No, this was Haqqani territory; the men around Sam in the truck were in charge here.
Finally they rolled up the North Waziristan road into the town of Aziz Khel, and pulled into a large gated compound. Sam was hauled from the truck as it stopped and then frog-walked into a building. Here his head covering was removed and he found himself in a dark hallway. He was led down the hall; he passed rooms full of women in burkas who did their best to stay in the shadows, and he passed long-bearded armed Haqqani network gunmen at the top of a stone staircase that led down into a basement level.
He stumbled more than once. The shrapnel wounds in his thighs and calves had caused muscle injuries that made walking uncoordinated as well as painful, and with the metal chains on his wrists he could not reach out to balance himself.
As he passed the locals here, he was somewhat surprised to see there was little interest in him from those around the compound. Either this place got a lot of prisoners or they were just disciplined enough to not make a show of someone new in their midst.
Down in the basement he had his answer. He entered a room at the end of a stone hall, then passed a long row of small iron-bar-fronted cells on his left. Looking into the dim cages, he counted seven prisoners. One was Western, a young man who did not speak as Driscoll passed. Two more were Asian; they lay on rope cots and stared blankly back at him.
The rest of the prisoners were Afghans or Pakistanis. One of these men, a burly older man with a long gray beard, lay on the floor of his cell on his back. His eyes were half open and glassy. It was apparent even in the low light that his life would be leaving his body soon unless he received medical care.
Driscoll’s new home was the last cell on the left. It was dark and cold, but there was a rope cot that would keep him off the concrete floor, and the guards removed his chains. As the iron bars clanged shut behind him, he stepped over the waste bucket and eased his sore body onto the cot.

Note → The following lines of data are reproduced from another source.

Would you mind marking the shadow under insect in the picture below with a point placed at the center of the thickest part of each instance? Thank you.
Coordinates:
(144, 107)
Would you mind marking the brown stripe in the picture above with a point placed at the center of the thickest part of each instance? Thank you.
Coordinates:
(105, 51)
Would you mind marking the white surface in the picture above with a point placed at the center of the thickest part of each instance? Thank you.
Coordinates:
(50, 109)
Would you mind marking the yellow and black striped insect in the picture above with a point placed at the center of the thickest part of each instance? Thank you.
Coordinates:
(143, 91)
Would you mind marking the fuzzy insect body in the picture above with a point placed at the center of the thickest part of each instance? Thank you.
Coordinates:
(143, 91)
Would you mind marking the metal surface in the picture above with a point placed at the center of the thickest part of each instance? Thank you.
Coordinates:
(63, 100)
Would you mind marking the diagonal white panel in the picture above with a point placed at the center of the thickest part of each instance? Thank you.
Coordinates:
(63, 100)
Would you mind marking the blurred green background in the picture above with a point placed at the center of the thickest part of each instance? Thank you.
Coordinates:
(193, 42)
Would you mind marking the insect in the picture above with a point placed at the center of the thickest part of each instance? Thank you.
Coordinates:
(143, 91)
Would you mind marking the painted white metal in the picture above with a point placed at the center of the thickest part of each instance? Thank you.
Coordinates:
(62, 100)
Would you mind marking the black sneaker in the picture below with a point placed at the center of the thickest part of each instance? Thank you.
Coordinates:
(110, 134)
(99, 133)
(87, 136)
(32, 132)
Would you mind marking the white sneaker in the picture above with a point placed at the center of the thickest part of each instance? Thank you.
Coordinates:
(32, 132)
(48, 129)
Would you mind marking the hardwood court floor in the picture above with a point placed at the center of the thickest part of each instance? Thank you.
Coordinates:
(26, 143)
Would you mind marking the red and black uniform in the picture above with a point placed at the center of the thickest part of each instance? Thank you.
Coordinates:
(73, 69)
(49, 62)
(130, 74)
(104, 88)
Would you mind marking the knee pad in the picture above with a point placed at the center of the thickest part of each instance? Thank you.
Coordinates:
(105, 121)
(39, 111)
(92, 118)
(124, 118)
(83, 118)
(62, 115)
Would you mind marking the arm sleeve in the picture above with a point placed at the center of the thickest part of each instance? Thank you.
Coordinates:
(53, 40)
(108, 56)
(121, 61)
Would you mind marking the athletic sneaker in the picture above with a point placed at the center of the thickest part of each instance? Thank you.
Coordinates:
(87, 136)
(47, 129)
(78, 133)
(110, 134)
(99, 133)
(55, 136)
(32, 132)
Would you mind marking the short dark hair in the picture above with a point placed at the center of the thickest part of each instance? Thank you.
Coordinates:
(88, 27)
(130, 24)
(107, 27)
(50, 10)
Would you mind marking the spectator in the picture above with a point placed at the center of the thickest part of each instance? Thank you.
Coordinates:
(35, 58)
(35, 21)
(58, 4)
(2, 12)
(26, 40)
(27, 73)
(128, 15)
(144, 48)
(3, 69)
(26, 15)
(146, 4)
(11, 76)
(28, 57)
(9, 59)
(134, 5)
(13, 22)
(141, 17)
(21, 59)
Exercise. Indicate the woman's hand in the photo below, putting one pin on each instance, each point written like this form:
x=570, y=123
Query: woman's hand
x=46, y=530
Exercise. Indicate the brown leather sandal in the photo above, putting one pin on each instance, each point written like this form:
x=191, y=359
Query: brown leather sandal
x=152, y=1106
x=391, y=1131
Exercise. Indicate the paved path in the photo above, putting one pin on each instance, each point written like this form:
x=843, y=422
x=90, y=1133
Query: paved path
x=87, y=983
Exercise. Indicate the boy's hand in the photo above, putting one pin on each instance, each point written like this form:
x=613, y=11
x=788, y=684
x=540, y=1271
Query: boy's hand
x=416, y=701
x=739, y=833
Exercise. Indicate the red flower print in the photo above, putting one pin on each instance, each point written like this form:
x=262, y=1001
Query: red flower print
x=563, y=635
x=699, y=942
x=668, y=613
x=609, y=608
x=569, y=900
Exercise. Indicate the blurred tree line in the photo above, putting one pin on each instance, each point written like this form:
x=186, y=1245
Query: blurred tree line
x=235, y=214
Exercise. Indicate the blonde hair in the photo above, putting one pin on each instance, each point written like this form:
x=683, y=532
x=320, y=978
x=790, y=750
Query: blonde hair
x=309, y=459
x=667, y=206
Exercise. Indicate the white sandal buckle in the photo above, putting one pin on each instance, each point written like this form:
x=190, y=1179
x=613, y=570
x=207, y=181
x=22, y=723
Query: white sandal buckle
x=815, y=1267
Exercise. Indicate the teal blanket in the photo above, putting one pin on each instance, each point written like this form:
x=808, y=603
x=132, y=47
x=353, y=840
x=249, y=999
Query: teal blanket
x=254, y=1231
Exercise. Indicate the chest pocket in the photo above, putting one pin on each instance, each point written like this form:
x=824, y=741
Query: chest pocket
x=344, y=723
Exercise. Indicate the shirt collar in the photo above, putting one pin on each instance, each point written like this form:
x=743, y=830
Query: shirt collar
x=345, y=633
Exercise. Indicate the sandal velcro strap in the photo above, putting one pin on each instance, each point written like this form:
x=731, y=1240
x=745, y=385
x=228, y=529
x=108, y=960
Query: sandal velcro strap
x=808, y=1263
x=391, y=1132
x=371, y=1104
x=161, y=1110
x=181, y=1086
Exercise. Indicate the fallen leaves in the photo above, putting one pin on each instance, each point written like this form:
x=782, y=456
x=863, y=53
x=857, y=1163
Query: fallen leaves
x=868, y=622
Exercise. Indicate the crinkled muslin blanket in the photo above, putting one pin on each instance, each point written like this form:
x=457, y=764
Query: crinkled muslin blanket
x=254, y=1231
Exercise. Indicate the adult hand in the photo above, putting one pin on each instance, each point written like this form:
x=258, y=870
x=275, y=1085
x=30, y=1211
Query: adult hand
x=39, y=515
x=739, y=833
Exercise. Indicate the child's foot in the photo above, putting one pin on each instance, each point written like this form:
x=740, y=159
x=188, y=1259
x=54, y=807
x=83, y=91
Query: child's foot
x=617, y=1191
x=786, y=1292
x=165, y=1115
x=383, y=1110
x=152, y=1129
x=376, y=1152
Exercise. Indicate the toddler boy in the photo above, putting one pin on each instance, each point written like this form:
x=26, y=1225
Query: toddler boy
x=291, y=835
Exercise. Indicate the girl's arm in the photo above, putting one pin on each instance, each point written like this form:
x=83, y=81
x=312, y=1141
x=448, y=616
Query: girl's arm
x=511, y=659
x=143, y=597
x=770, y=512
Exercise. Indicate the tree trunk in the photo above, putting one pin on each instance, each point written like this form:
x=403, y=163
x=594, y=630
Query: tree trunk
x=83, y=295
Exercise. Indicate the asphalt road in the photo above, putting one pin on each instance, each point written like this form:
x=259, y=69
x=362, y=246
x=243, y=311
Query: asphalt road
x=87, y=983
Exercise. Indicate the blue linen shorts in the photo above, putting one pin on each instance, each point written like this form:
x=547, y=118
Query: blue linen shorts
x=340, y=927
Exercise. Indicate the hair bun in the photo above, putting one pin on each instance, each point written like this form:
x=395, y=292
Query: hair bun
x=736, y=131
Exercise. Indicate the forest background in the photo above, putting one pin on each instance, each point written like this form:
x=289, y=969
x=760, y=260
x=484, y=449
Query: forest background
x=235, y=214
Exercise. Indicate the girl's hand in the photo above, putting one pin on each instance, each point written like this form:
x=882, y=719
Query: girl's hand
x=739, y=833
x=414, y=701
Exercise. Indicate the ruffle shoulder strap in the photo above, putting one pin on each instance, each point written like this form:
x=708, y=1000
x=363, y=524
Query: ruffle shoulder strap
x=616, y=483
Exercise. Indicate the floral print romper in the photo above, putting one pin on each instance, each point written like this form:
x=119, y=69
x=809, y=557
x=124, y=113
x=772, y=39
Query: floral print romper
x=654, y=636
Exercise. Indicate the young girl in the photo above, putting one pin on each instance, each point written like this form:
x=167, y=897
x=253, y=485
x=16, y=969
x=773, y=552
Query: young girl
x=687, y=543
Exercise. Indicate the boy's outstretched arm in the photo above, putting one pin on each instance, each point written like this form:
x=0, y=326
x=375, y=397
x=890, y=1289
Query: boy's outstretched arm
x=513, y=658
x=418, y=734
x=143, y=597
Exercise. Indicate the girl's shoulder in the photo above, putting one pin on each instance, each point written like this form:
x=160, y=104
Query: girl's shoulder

For a former Army Ranger accustomed to living an austere life, these digs weren’t the worst he’d ever seen. They were a damn sight better than where he’d just come from, and the fact that it looked like he might be here for a while, while it was certainly not his first choice, caused his spirits to improve markedly from where they had been a day before.
But more than anything involving his own predicament, Sam Driscoll thought about his mission. He just had to find some way to get the word back to The Campus that General Rehan was working with Haqqani network agents on something that he very much wanted to keep shrouded in secrecy.